Inside Shia LaBeouf’s meltdown on The Rooster Prince set and the pain behind it
On The Rooster Prince, Shia LaBeouf pushed himself to the edge, according to director Josh Penn Soskin. He says LaBeouf "exploded" on set, blurring performance and pain, and capped a scene with an improvised line that gave him goosebumps.
Here’s something that’s not your usual press-junket fluff: Josh Penn Soskin, the director behind The Rooster Prince, has gone on record about what it was actually like working with Shia LaBeouf on his film — and to be blunt, it’s a story with a lot more nerves and emotion than most movie shoots see. Soskin put all this out in an open letter, so we’re not talking whispers and leaks here.
Not Just Acting – Living It, Apparently
Soskin’s approach with LaBeouf wasn’t for the faint-hearted. The film centres on a man living through a severe bipolar episode. Why? Because Soskin based it on his own late brother, David — a Harvard-trained psychiatrist who suffered a manic episode in 2017, then tragically died by suicide. The project has always been stitched together from years of grief and struggle, which Soskin actually describes as ‘cinema-catharsis’. And you really do feel that weight coming through in how Soskin talks about everything that happened next.
LaBeouf, once he read the script, basically flung himself into the role in a way Soskin calls ‘nearly religious’. Rather than just learning his lines, LaBeouf went and memorised David’s books, and started insisting it felt like David was actually speaking to him — which, if you think about it, is both touching and more than a little unsettling.
‘Exploding’ on Set: Fights, Tears, and Something Like a Trip
Soskin doesn’t sugar-coat what the shoot was like. Here’s how he put it:
‘Shia was in deep pain – in even more pain than all the pain he was causing.’
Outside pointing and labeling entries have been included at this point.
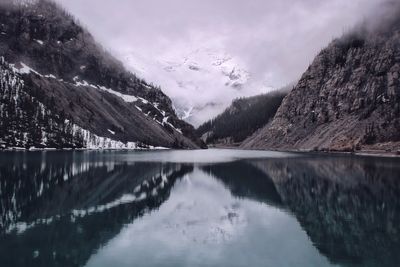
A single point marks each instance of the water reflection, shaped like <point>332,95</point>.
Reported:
<point>118,208</point>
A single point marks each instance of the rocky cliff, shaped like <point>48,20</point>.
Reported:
<point>69,75</point>
<point>349,97</point>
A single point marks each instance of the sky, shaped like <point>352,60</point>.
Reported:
<point>273,40</point>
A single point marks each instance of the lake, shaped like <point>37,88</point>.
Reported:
<point>198,208</point>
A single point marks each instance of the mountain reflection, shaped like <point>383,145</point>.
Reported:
<point>349,207</point>
<point>66,206</point>
<point>59,208</point>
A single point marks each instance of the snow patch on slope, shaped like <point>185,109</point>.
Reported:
<point>201,82</point>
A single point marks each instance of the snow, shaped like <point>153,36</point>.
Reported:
<point>39,42</point>
<point>26,69</point>
<point>124,97</point>
<point>219,76</point>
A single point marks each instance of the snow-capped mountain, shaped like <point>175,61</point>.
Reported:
<point>201,82</point>
<point>60,89</point>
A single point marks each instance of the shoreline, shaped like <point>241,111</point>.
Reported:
<point>364,153</point>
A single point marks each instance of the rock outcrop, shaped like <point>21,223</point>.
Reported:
<point>69,74</point>
<point>348,99</point>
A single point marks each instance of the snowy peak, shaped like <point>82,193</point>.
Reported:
<point>201,82</point>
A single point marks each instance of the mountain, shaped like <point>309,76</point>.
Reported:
<point>59,88</point>
<point>212,75</point>
<point>244,117</point>
<point>348,99</point>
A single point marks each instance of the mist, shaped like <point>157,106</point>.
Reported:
<point>274,41</point>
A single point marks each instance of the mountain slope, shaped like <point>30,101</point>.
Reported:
<point>348,99</point>
<point>70,74</point>
<point>242,118</point>
<point>214,76</point>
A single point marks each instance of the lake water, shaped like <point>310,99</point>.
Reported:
<point>198,208</point>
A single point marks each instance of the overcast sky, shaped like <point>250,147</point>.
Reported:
<point>275,40</point>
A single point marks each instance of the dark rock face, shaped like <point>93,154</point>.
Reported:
<point>242,118</point>
<point>348,99</point>
<point>71,74</point>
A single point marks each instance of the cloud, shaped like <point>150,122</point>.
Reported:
<point>274,40</point>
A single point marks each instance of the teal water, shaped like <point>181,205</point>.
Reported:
<point>198,208</point>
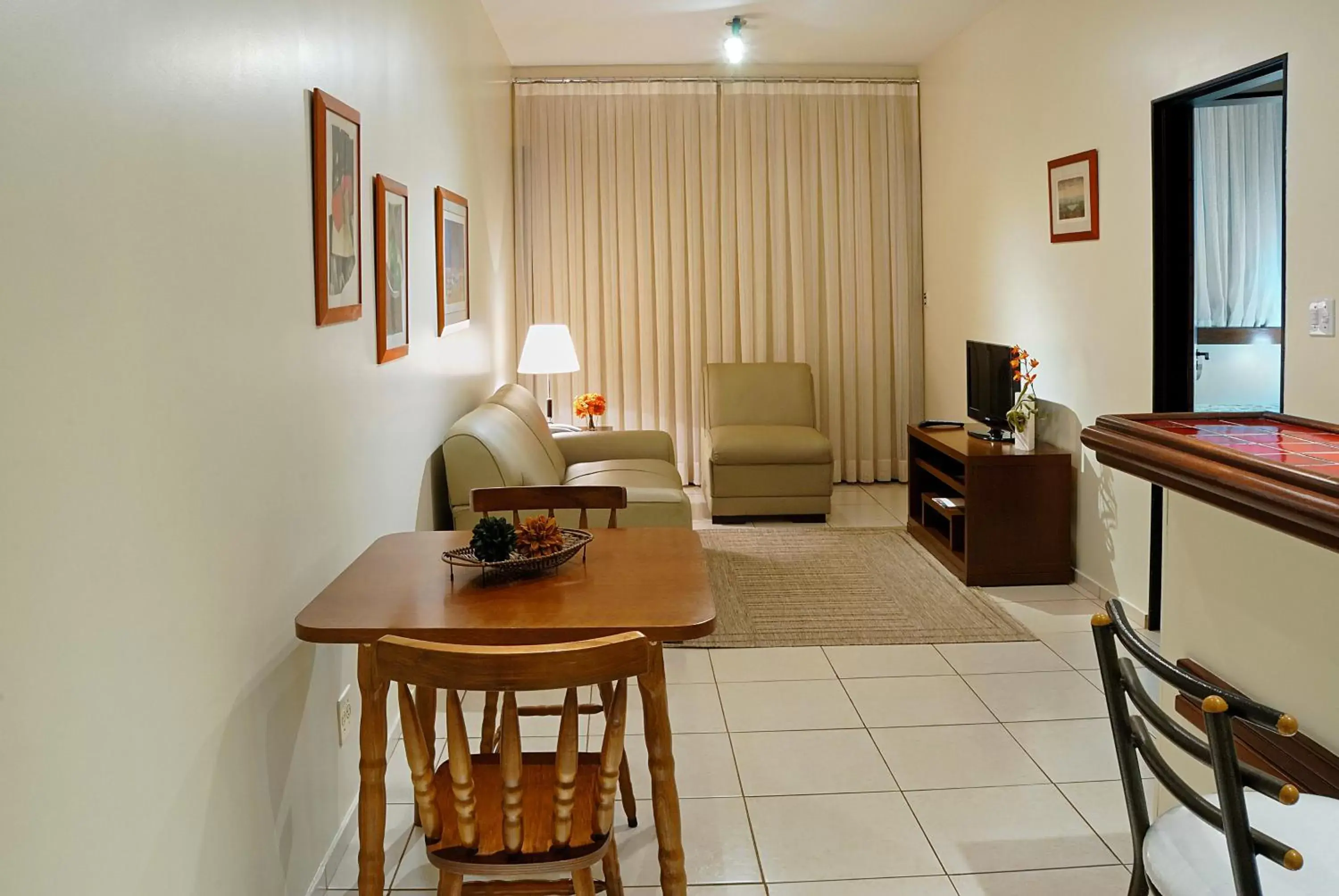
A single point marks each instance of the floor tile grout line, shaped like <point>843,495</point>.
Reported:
<point>1057,787</point>
<point>734,759</point>
<point>894,776</point>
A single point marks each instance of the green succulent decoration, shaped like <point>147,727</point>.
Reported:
<point>495,540</point>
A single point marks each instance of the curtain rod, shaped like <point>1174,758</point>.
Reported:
<point>715,79</point>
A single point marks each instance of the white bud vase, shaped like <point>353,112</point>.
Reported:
<point>1025,440</point>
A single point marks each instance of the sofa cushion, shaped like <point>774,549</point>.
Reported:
<point>520,401</point>
<point>742,445</point>
<point>489,448</point>
<point>636,473</point>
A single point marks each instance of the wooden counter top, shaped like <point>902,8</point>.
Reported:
<point>1275,469</point>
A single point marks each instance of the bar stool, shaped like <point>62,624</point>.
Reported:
<point>1211,847</point>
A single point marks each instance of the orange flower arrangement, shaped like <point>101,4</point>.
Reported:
<point>590,406</point>
<point>539,536</point>
<point>1025,371</point>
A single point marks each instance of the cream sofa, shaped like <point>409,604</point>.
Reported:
<point>507,442</point>
<point>761,452</point>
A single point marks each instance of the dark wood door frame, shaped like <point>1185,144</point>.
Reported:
<point>1173,264</point>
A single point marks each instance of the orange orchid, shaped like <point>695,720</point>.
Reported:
<point>1025,407</point>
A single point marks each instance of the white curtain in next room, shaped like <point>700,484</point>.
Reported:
<point>682,223</point>
<point>1239,213</point>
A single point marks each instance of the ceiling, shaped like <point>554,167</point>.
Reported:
<point>677,33</point>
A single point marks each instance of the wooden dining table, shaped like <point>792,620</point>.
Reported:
<point>646,581</point>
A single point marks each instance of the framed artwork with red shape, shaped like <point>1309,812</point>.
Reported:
<point>337,220</point>
<point>1074,197</point>
<point>391,216</point>
<point>453,260</point>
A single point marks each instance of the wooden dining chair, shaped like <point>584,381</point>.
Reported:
<point>556,498</point>
<point>1206,847</point>
<point>508,815</point>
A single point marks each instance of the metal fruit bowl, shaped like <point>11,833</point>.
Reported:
<point>574,543</point>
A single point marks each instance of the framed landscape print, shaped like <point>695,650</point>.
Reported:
<point>453,260</point>
<point>1074,197</point>
<point>391,216</point>
<point>337,178</point>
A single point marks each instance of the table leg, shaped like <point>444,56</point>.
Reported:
<point>665,792</point>
<point>425,701</point>
<point>371,769</point>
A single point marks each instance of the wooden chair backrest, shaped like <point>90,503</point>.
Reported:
<point>1135,741</point>
<point>555,498</point>
<point>454,668</point>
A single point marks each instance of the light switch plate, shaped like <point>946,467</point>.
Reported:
<point>1322,318</point>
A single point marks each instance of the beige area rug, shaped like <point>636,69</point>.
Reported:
<point>798,587</point>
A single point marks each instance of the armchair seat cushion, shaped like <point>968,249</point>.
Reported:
<point>768,445</point>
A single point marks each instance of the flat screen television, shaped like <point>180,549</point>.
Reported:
<point>990,389</point>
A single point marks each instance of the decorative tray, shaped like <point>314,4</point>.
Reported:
<point>574,543</point>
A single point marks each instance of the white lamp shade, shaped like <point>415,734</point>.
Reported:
<point>548,350</point>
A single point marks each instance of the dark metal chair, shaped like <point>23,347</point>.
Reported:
<point>1207,847</point>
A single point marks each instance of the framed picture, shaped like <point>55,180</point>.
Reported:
<point>337,178</point>
<point>1074,197</point>
<point>391,215</point>
<point>453,259</point>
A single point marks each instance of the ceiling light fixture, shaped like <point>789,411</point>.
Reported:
<point>734,43</point>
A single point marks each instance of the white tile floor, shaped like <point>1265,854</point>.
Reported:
<point>954,771</point>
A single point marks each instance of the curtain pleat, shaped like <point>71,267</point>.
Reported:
<point>677,224</point>
<point>1239,215</point>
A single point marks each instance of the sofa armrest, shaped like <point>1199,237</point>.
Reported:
<point>603,445</point>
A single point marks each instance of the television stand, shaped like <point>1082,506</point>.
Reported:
<point>1006,518</point>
Make of that what you will, but it’s clear LaBeouf’s method approach was full intensity, all the time. According to Soskin, the atmosphere could swing dramatically: one day they’d be at each other’s throats, and the next, literally embracing. He even likened the whole experience to ‘less like a movie and more like an Ayahuasca trip’ — which, I’m sorry, is not something you hear on your average behind-the-scenes Blu-ray extra.
And then came a moment that made the director’s hair stand on end. During a late-night rehearsal, LaBeouf veered off-script and asked, out of nowhere, to be treated with ‘maximum empathy’. Soskin describes how ‘there were tears in his eyes. And now mine. Goosebumps spiked the skin on my arms.’ Absolutely no subtlety — it hit everyone hard enough that Soskin shared the phrase with the crew at the next day’s shoot, pointing out that his brother and his lead actor might have been asking for exactly the same thing.
What’s Fact, What’s Fiction: A Quick Timeline
- Story is inspired by Josh Penn Soskin’s brother David, who was both a psychiatrist and someone who suffered with bipolar disorder, ultimately dying in 2017
- Soskin shaped his own grief into the film’s script over several years
- Shia LaBeouf gets the script and dives in, learning David’s work and reportedly becoming obsessed with the role
- Filming kicked off in late October 2025 and wrapped December that year
- Production was reportedly volatile, with wild mood swings and extreme performances on set
- That unscripted plea for ‘maximum empathy’ comes late one night — LaBeouf tears up, so does his director, and the phrase makes it into the film’s lore immediately
- After filming wraps, LaBeouf finds himself in legal trouble — he’s sentenced to two years probation for an unrelated altercation down in New Orleans, February 2026
No Easy Answers, Only Intensity
Soskin wraps up his letter essentially by calling LaBeouf’s performance in The Rooster Prince the ‘truest depiction of mental illness I’ve ever seen on camera’. Given the genuinely fraught – and at times frankly chaotic – process described here, that comes as no surprise. Whatever you were expecting from a film inspired by someone’s actual heartbreak, with this particular cast and crew, it’s fair to say they left absolutely nothing at the door.